Electronic medical records (EMRs) are considerably informative resources for clinicians to effectively diagnose patients along with providing safer care. Although much epicrisis information in EMRs is organised in structured form, still more critical information beneficial for medical investigations remains within the unstructured narrative portions. Gaining a full aspect of a patients medical history by reading through EMRs is considered time-consuming, especially when only a specific piece of information is needed in an emergency situation. The diffculty of this process increases in the case of heart disease (especially coronary artery disease or CAD) due to its complex progression, which regularly involves various factors including lifestyle and social factors, such as family history and smoking status, as well as specific medical conditions such as hyperlipidemia and hypertension.
The aforementioned concern leads to the problem of clinicians attempting to obtain a complete perspective on patients’ history of a disease along with its progression and associated risk factors with an EMR under pressure or in a limited amount of time. As a means of addressing the issue, many researchers have proposed various potential solutions based on natural language processing (NLP), precisely information extraction (IE), with the need to improve the quality of health care and reduce medical errors. A variety of IE techniques has been applied to the field of clinical text mining, ranging from uncomplicated pattern matching to complete processing approaches based on symbolic or statistic information and machine learning. Notwithstanding, a class of machine learning techniques, namely deep learning, has recently revealed its remarkable capability to apply NLP techniques to unstructured narrative text with exceptional performance.

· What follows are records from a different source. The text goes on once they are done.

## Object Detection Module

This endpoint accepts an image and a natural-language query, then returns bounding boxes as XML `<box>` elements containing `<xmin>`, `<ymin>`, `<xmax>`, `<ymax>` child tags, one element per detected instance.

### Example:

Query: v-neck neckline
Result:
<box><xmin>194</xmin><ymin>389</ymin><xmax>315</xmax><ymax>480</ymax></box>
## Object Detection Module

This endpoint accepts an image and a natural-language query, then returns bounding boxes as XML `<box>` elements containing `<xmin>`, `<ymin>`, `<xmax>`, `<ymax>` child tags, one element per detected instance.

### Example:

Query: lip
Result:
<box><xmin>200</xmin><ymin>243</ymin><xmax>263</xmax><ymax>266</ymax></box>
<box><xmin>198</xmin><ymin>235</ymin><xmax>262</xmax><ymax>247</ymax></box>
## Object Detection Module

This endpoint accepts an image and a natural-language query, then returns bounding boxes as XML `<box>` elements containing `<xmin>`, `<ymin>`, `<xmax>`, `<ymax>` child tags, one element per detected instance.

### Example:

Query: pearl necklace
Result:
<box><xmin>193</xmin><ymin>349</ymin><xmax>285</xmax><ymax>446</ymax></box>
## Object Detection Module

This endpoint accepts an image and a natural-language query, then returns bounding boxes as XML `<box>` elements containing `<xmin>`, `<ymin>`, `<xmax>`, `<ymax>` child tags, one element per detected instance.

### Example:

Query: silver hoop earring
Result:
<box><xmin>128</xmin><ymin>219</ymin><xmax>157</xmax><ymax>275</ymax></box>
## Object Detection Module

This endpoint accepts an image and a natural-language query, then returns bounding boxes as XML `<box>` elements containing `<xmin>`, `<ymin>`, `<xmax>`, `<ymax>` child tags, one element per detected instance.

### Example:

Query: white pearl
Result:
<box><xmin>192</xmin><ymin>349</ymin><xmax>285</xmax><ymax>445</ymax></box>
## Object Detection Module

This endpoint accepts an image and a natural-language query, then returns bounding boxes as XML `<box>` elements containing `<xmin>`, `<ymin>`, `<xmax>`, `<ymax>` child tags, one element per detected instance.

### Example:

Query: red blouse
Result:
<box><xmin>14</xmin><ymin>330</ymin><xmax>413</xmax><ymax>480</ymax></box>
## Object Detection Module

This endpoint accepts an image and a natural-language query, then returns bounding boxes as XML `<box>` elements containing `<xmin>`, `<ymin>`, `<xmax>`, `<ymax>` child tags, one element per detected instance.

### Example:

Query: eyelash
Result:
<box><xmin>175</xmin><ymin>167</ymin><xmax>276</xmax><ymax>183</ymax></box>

The primary objective of the research is to investigate the applications of deep learning for identifying risk factors for heart disease in EMRs and develop a clinical information extraction model based on the investigation result. The main task is to determine clinical evidence contained in each patients medical record, which indicates the presence of diseases (CAD and diabetes) and relevant risk factors (hyperlipidaemia, hypertension, obesity status, smoking status and family history). As EMRs contain critical clinical information in the form of unstructured narrative text and are regarded as the primary communication approach in the medical domain, knowledge derived from such source will be beneficial to various medical applications, such as clinical decision support or analysis of the potential disease treatment pathways. The data collected from this research will also assist the ER for further refinements to the chest pain pathway protocols along with developing a clinical data registry for future study.